Step 6: Raise the capital needed
You’ll have defined how much capital you need to implement the idea under “Key resources” in the Business Model Canvas that you created. For startups, the initial financing rounds usually take place in your own personal environment. Persuade friends, family and acquaintances to back your business idea to secure initial funding. This is usually provided through an interest-free loan so that you don’t need to issue shares in return. You can sometimes also obtain initial funding from ideas competitions, startup programmes or business development schemes.
But if you need more capital than you can obtain from friends and family or your bank, then working with business angels for the first pre-seed round is the best option. They don’t just invest five to six digit figures in your company, but also their time and expertise. You can meet business angels at startup events or via platforms and accelerator programmes. Christoph Jenny, co-founder and CFO of Planted Foods, provides some valuable advice on approaching investors: “Enabling investors to interact with our product was incredibly important in our search for investors. They were able to order and test it out for themselves. That’s why my advice would be not to approach investors until you have something tangible to present.” As already mentioned in step 4, investors often require a pitch deck, in which your business idea is briefly outlined. In pitch competitions, you present your idea through the pitch deck to a jury made up of investors who then decide whether or not to invest.
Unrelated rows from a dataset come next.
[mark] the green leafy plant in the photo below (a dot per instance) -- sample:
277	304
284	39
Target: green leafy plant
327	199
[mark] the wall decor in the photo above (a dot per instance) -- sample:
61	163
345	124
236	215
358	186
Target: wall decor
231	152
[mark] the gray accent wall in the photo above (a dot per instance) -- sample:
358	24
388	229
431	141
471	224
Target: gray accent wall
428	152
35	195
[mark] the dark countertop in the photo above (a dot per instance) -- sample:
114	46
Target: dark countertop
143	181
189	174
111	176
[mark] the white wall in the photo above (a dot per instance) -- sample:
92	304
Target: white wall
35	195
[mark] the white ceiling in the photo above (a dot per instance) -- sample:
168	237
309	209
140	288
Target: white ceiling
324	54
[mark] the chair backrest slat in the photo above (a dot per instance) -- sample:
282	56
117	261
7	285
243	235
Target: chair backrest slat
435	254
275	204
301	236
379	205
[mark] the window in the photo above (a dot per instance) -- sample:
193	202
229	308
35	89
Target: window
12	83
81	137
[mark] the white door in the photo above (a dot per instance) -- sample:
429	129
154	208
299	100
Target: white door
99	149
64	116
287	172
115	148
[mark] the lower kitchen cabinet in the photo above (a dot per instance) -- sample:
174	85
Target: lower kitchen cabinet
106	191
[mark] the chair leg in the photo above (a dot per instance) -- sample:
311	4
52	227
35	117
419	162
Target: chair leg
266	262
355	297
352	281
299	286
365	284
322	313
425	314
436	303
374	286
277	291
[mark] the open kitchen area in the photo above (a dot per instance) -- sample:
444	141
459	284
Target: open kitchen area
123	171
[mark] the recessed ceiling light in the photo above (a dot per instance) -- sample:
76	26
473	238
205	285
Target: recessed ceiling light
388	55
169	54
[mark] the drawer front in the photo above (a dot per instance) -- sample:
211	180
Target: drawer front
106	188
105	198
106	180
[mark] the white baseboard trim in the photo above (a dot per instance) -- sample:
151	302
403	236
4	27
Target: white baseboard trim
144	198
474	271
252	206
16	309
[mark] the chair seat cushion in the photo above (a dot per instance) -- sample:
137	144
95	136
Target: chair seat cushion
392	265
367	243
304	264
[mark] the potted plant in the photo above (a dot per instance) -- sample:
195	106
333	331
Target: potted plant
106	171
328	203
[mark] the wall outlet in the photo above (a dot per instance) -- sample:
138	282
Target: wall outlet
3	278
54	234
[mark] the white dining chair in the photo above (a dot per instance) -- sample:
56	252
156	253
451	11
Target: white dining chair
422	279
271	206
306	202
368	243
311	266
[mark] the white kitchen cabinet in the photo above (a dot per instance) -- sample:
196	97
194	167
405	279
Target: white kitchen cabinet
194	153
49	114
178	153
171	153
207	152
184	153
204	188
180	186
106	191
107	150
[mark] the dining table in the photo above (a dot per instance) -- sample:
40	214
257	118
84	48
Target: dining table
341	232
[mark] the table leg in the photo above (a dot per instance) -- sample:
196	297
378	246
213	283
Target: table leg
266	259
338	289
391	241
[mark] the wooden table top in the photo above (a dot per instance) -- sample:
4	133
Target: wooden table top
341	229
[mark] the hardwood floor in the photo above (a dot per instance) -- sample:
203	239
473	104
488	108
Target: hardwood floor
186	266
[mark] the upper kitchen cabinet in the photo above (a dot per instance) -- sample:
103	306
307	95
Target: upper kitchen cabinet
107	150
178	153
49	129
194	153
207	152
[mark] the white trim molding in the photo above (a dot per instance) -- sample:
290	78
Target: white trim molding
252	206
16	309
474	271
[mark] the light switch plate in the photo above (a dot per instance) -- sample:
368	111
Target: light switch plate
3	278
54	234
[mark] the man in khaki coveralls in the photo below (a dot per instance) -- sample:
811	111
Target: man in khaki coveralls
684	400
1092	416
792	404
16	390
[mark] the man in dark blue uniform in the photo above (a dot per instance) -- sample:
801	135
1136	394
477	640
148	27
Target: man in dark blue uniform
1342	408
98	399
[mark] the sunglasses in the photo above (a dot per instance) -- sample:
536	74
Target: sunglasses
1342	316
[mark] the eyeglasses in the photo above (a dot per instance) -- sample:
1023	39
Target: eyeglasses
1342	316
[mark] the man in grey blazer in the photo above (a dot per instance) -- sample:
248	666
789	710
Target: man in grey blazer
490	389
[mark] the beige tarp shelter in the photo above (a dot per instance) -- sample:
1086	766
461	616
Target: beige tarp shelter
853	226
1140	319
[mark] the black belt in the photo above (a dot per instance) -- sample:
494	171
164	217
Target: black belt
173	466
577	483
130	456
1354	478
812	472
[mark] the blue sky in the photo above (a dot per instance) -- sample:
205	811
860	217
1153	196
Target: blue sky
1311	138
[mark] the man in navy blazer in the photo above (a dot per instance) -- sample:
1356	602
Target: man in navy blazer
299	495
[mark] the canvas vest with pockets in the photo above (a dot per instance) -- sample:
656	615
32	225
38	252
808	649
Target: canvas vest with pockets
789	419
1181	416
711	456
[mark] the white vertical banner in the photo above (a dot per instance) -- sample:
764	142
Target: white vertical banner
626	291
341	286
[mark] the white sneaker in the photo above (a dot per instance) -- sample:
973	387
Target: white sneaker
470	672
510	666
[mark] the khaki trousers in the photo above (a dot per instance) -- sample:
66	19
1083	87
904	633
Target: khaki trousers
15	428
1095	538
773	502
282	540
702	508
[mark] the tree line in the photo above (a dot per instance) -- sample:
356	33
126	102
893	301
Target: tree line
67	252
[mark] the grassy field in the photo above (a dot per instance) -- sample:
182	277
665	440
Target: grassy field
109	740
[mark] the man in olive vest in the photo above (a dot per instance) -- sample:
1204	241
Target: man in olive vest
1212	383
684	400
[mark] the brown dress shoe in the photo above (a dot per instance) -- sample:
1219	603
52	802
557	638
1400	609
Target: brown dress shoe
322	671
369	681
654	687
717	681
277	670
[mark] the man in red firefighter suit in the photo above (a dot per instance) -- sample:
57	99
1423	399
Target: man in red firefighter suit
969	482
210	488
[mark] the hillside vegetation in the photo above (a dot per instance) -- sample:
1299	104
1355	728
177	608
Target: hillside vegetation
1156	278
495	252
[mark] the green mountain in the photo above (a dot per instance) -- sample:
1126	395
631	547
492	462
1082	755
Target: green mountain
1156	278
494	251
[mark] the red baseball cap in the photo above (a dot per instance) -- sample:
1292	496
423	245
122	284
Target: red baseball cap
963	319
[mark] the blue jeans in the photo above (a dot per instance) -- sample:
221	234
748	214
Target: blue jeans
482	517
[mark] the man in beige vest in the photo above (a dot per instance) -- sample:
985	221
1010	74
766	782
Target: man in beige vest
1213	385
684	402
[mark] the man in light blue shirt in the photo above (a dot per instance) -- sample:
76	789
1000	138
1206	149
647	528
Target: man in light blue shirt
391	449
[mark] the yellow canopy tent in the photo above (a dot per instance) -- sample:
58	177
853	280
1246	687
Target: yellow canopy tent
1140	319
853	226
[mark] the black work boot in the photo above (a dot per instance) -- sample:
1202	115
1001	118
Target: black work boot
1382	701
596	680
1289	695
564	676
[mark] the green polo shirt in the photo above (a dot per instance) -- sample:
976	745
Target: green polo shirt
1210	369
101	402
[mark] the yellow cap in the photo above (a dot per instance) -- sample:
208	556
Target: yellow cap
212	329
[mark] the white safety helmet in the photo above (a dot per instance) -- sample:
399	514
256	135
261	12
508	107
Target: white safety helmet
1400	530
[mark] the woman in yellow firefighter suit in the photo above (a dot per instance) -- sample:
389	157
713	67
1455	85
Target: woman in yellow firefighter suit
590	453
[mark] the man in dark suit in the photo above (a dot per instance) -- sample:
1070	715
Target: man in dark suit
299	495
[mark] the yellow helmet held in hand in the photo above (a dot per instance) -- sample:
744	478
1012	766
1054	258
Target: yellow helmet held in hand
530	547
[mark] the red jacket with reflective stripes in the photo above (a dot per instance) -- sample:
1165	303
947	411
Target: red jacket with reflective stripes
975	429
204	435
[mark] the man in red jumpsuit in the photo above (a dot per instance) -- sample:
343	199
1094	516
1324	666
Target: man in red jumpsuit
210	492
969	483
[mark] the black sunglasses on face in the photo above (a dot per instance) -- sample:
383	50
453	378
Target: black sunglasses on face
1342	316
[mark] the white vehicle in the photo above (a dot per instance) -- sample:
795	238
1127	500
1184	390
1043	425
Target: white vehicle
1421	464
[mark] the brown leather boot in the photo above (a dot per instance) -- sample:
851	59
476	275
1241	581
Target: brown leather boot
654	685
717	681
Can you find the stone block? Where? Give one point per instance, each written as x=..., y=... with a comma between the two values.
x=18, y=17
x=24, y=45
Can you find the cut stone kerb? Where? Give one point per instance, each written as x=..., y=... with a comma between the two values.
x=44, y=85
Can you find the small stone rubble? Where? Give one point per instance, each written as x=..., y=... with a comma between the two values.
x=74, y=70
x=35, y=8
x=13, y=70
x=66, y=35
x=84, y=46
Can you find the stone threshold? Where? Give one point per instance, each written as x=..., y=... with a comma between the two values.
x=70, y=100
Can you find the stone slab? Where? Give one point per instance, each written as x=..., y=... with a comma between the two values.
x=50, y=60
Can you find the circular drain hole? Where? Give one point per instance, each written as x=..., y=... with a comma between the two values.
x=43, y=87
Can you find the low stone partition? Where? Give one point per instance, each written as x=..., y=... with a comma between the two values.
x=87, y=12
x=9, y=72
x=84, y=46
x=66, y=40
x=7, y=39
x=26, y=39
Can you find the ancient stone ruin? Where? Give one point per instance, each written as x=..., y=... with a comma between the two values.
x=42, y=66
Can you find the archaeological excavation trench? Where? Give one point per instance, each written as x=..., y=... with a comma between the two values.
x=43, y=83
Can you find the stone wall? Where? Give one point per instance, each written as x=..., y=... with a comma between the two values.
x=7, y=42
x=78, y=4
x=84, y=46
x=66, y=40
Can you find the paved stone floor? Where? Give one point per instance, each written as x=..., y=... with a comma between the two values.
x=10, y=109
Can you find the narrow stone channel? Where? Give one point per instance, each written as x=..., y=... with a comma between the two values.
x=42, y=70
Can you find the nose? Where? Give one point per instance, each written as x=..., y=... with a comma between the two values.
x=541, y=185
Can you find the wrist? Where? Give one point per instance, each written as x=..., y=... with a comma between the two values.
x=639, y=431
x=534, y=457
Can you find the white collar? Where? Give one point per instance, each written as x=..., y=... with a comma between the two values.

In a later growth phase, venture capitalists (VCs) are generally sought for even larger investments in the six to seven-digit range. VCs generally have little involvement in the company and focus heavily on the growth and profit that can be achieved through a sale or exit.
Make sure any contracts entered into with business angels or VCs are properly concluded. It’s well worth obtaining expert legal advice. The bilateral conditions between the investor and owner are agreed in what is called a “term sheet”. There are also shareholder agreements which set out how shareholders should conduct themselves for the term of their investment and what happens in the event of a parting of ways.